Galeria Uniwersytecka w Cieszynie w okresie Świąt Bożego Narodzenia prezentowała rzeźbę religijną Henryka Fojcika, wicedyrektora Instytutu Sztuki cieszyńskiej Filii. Na wystawę składały się duże zdjęcia ukazujące rzeźby ołtarzowe z kościołów w Rybniku i Sieroniowicach oraz dwie oryginalne drewniane figury. Jedna z nich -"Prochem (nie)jesteś" - umieszczona scenograficznie na wprost wejścia, ukazuje dramatycznie roztrzaskaną postać, fizykalnie metaforyzującą cierpienie. W bezgłowy, zdestruowany korpus wbite jest, niczym ogromna drzazga, pionowe ramię krzyża. Ciało postaci, wobec tak silnej ingerencji wygina się i zatraca wręcz swą cielesność na rzecz substancjalności drewna.
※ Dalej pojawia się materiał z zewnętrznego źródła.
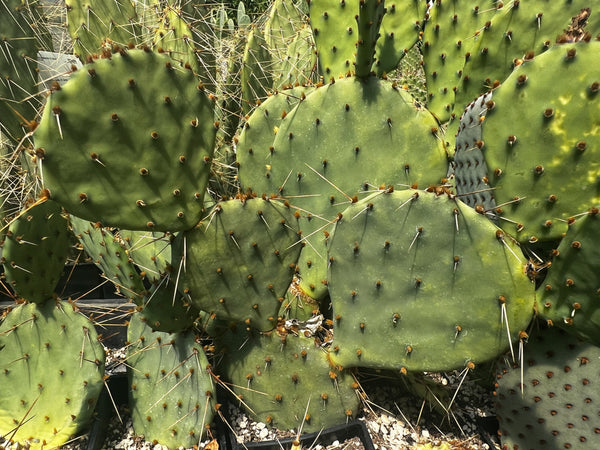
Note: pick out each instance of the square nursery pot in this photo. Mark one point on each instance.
(340, 433)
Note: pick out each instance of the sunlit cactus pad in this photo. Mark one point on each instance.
(35, 249)
(128, 142)
(438, 280)
(51, 370)
(285, 380)
(240, 260)
(172, 394)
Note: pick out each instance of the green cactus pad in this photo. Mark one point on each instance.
(35, 250)
(291, 45)
(402, 23)
(93, 24)
(150, 251)
(136, 153)
(334, 29)
(520, 30)
(110, 255)
(368, 23)
(343, 140)
(240, 260)
(52, 368)
(569, 295)
(282, 378)
(558, 406)
(469, 167)
(438, 280)
(172, 393)
(448, 38)
(545, 168)
(336, 34)
(175, 37)
(167, 310)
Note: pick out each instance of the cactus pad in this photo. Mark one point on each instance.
(136, 154)
(343, 140)
(111, 257)
(559, 404)
(172, 394)
(284, 379)
(545, 168)
(52, 361)
(240, 260)
(570, 292)
(418, 255)
(35, 251)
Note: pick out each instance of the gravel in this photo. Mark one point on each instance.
(394, 419)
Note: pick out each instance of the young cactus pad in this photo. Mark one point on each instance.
(172, 393)
(285, 380)
(35, 250)
(570, 292)
(51, 370)
(240, 260)
(440, 285)
(553, 402)
(136, 154)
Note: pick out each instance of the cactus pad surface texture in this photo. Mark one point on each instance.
(52, 368)
(136, 153)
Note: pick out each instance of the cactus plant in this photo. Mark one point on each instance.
(160, 139)
(95, 25)
(35, 250)
(285, 380)
(417, 286)
(172, 393)
(329, 172)
(570, 290)
(51, 359)
(552, 401)
(343, 140)
(238, 271)
(111, 257)
(527, 160)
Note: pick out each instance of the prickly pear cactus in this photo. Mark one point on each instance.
(166, 309)
(150, 251)
(343, 140)
(285, 380)
(95, 24)
(52, 368)
(111, 257)
(240, 260)
(544, 169)
(137, 153)
(555, 403)
(418, 254)
(570, 292)
(335, 27)
(469, 167)
(172, 393)
(35, 250)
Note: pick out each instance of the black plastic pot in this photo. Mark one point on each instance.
(339, 433)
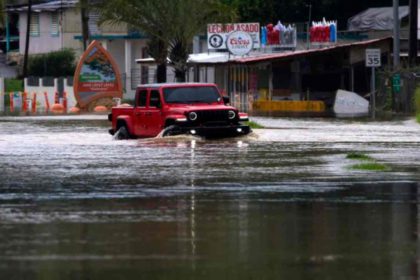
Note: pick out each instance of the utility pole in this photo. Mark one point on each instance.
(396, 52)
(28, 32)
(84, 12)
(308, 28)
(412, 41)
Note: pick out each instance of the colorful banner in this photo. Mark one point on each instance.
(323, 32)
(97, 76)
(279, 36)
(217, 34)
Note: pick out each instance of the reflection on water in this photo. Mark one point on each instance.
(282, 204)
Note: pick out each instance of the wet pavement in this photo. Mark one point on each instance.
(282, 203)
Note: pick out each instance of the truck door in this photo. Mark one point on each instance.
(140, 123)
(154, 117)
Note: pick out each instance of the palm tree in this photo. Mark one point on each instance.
(171, 23)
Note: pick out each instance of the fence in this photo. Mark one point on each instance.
(38, 96)
(396, 92)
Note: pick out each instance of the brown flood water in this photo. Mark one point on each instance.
(280, 204)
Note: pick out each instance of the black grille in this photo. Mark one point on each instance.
(212, 116)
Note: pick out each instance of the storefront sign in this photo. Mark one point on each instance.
(239, 43)
(373, 58)
(323, 32)
(279, 36)
(217, 34)
(97, 76)
(396, 83)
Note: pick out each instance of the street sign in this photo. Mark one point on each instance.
(239, 43)
(373, 58)
(396, 83)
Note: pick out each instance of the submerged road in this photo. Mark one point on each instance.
(283, 203)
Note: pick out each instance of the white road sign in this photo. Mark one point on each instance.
(373, 58)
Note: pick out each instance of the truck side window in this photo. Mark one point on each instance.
(155, 99)
(141, 101)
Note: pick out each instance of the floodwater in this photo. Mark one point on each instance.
(283, 203)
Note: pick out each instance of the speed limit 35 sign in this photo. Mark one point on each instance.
(373, 58)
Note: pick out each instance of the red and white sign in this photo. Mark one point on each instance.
(239, 43)
(218, 33)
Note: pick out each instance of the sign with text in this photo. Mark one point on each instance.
(97, 76)
(373, 58)
(239, 43)
(218, 33)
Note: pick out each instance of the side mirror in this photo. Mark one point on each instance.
(226, 99)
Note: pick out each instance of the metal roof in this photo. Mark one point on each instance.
(376, 19)
(157, 85)
(47, 6)
(256, 57)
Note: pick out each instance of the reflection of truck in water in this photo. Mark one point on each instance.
(172, 109)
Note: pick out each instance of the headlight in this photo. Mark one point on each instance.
(192, 116)
(231, 115)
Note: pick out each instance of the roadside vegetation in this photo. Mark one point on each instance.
(417, 103)
(11, 85)
(366, 163)
(254, 125)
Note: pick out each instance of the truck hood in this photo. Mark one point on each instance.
(181, 109)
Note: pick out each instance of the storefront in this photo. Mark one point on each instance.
(302, 81)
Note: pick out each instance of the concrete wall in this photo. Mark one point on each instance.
(50, 90)
(45, 42)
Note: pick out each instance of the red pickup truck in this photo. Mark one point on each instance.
(180, 108)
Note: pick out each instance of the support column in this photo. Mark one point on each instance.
(2, 94)
(127, 46)
(7, 35)
(270, 82)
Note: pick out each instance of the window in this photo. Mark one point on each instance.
(34, 27)
(141, 101)
(191, 95)
(55, 26)
(155, 99)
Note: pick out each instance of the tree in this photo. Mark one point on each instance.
(2, 12)
(171, 24)
(84, 14)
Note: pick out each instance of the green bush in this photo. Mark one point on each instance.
(417, 103)
(54, 64)
(11, 85)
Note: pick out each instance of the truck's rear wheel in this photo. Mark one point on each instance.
(122, 133)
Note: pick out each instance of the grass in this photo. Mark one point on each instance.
(254, 125)
(370, 166)
(417, 103)
(367, 163)
(358, 156)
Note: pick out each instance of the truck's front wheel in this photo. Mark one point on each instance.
(171, 131)
(122, 133)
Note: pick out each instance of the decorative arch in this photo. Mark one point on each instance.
(97, 76)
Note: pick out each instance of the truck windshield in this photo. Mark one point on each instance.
(191, 95)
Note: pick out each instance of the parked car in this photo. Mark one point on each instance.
(180, 108)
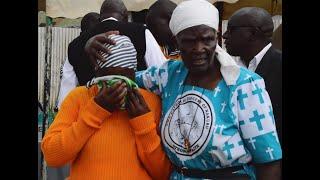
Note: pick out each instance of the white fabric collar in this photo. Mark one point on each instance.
(229, 69)
(257, 58)
(110, 18)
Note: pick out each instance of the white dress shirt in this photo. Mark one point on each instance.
(153, 57)
(253, 64)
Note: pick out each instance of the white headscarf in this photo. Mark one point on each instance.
(200, 12)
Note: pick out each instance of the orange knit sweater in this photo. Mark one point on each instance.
(104, 145)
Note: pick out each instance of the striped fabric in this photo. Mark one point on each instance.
(123, 53)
Pokrewieństwo ciała ludzkiego i drzewa wyzyskane zostało tutaj poprzez ukazanie wspólnej tak ciału jak roślinie kruchości. Zdeformowane ciało to strzaskane drzewo, częściowo zachowujące pamięć szlachetnej, harmonijnej formy, częściowo barbarzyńsko i nieodwracalnie zniszczone. By ukazać kontrast, dolna część rzeźby różni się fakturowo od górnej - dolna jest subtelnie gładzona, wręcz wygłaskana, a iluzyjnie wyrzeźbione nogi skurczone są w spazmie bólu, ze stóp zieje jeszcze ślad rany po gwoździu. Również intarsjowanie wprowadza kontrast - ingerencja ciemnego dębu (liczącego kilka tysięcy lat drzewa, znalezionego w starym korycie Odry) w jasną, cielesną wręcz karnację, poprzez różnicowanie koloru wzmaga ekspresję. W istocie bowiem wszystko służy tu ekspresji, pobudzeniu w widzu współodczuwania dla cierpienia Boga - Człowieka. Klasyczną zasadę kontrastu zastosowano by ukazać postać zdruzgotaną i kulącą się, pokurczoną z bólu, a jednocześnie unoszącą się. Zgiętą pod niewyobrażalnym brzemieniem, a jednocześnie sprawiającą wrażenie, że zgięcie owo to pierwsza faza wyprostowywania się, prężenia i unoszenia się postaci. Zaznaczono metamorfozę kloca drewna w ciało, przemianę martwego w żywe i cierpiące.

rzeźba

Roztrzaskany górny fragment kloca drewna to częściowo zasługa pokory rzeźbiarza wobec zastanej struktury spróchniałego orzecha. Brak ingerencji, zostawienie tej części w stanie częściowo niezmienionym, otwiera się na znajdowanie tego, co niezaprojektowane, ale przypadkowe, a może zesłane; rzeźbiarz jakby nie ośmielił się modelować i wstrzymał dłoń w oczekiwaniu. Niektórzy widzowie dopatrują się tam Twarzy. Podobny efekt kumulacji dynamizmu w spokoju, unoszenia się i opadania, zastosowano w drugiej figurze, pt. "Cierpiąca". W drewnie lipowym zachowano tu naturalne "rany", sęczki.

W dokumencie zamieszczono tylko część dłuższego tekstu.